Du temps où il sévissait au Nouvel Observateur, Jacques Julliard paradait avec une formule dont il était suffisamment fier pour la répandre jusque dans les colonnes de Libération : « l’antiaméricanisme est le socialisme des imbéciles ». A-t-il quitté Le Nouvel Observateur pour rejoindre Marianne parce qu’il pressentait que Jean Daniel, qui se dit socialiste, est un imbécile ?
Enfin, puisqu’il faut être équitable, invitons également Jean Daniel, qui dénonce « la meute des journalistes, des photographes et de cameramen qui […] attendaient [DSK] » [19], à se rendre sur le site du Nouvel Observateur, afin qu’il se rende compte que l’hebdomadaire pour lequel il écrit chaque semaine des « Carnets de bord » n’appartient probablement plus à « notre » civilisation :
La critique des États-Unis serait-elle donc permise ? Apparemment, oui. Les fournisseurs en gros et en détails, non de traits polémiques, mais de campagnes médiatiques destinées à étouffer tout débat vont-ils cesser d’interdire toute critique des États-Unis en la taxant anti-américanisme ? Probablement pas.

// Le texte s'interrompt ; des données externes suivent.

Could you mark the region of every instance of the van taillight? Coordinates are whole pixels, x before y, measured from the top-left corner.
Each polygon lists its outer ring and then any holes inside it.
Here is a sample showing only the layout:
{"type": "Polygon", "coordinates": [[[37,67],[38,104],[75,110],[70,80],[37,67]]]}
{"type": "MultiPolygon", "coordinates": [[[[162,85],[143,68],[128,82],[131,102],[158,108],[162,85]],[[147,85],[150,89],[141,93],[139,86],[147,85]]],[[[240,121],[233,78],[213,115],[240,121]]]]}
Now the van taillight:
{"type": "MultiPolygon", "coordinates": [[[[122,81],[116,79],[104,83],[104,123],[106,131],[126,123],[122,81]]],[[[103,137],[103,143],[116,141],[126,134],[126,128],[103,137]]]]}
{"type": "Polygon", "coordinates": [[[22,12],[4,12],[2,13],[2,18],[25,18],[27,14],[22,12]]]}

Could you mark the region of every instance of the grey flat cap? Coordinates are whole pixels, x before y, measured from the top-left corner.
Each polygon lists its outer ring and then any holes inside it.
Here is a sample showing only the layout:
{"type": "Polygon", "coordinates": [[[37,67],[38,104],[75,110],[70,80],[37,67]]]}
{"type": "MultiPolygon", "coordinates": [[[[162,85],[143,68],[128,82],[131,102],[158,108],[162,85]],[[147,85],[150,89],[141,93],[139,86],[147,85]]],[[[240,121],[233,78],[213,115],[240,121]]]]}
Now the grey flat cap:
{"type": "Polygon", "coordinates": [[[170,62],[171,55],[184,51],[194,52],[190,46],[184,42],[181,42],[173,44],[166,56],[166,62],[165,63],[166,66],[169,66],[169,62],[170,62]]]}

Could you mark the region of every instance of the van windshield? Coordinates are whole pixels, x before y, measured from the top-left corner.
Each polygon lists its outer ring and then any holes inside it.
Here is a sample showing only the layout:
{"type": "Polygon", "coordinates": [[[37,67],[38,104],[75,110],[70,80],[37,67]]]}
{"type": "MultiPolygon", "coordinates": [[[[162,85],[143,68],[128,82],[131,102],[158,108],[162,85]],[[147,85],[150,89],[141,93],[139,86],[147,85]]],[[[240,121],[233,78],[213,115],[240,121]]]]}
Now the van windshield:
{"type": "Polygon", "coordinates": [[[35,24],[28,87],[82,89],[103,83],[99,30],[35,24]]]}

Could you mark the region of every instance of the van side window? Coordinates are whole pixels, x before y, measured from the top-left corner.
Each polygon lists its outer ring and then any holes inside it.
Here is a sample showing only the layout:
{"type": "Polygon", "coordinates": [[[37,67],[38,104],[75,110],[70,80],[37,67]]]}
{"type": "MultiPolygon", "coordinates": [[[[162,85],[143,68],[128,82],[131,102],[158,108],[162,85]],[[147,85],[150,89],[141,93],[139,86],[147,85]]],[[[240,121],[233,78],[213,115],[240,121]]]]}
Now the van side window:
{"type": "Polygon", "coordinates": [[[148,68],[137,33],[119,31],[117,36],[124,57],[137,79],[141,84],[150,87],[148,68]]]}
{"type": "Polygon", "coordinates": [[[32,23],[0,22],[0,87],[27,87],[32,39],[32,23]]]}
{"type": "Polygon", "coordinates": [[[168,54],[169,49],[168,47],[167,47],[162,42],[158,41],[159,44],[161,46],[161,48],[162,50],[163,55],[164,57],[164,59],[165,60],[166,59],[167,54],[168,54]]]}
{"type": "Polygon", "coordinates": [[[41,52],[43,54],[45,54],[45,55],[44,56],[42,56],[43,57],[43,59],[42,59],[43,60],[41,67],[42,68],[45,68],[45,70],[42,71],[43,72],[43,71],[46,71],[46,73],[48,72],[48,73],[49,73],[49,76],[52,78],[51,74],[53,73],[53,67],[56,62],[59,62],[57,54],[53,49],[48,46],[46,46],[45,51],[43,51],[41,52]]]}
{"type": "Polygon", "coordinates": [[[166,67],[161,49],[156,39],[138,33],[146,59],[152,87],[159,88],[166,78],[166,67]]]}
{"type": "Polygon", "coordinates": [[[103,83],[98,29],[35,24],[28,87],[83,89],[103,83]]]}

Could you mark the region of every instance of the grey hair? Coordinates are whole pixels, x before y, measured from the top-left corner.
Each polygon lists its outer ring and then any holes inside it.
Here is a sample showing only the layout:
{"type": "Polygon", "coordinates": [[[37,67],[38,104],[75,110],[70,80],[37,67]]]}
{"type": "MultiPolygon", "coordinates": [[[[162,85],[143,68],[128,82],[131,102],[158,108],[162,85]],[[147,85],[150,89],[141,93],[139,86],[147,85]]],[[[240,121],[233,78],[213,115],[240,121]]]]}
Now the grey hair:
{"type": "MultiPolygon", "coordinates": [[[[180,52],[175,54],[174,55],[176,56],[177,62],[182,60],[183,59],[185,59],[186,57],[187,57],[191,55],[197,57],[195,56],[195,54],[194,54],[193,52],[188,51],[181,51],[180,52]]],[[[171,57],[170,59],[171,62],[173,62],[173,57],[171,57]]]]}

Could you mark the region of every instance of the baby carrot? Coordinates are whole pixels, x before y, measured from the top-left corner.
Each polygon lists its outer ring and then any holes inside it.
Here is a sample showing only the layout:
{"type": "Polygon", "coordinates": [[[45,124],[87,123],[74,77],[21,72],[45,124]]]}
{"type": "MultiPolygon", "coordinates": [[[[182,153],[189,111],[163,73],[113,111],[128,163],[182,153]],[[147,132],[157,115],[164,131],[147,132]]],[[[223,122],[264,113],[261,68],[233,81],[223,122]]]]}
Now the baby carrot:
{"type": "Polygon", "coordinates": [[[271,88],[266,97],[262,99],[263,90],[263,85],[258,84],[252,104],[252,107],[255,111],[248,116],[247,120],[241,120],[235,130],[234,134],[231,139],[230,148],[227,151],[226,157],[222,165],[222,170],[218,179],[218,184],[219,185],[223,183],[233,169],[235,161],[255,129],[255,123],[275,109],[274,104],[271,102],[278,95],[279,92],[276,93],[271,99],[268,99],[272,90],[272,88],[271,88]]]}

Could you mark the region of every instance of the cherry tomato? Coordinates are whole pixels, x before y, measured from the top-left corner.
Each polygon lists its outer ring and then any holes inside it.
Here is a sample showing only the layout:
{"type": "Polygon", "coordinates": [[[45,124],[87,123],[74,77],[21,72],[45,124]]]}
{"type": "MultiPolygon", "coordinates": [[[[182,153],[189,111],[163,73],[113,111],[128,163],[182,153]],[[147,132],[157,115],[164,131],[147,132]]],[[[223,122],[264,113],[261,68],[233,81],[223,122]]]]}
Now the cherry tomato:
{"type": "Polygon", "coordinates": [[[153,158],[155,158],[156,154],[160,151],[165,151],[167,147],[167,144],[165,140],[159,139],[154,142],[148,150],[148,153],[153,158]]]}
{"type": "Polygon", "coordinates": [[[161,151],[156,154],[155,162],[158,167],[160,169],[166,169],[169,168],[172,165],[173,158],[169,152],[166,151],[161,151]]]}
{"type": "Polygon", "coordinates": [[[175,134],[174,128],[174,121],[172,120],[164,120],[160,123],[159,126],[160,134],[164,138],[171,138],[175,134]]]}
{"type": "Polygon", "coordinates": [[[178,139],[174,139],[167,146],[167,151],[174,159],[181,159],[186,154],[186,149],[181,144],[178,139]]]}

Les omniprésents prétendent s’arroger le monopole sur la critique et décréter ce que leur seul « bons sens » impose... Lorsqu’il s’agit de remettre en cause la politique étrangère de la première puissance militaire mondiale, pour BHL, les choses sont claires : ceux qui osent critiquer cette puissance sont – métaphoriquement... antisémites ! Mais lorsque les États-Unis s’en prennent au champion de la gauche, tout est permis, y compris les injures et les leçons de civilisation.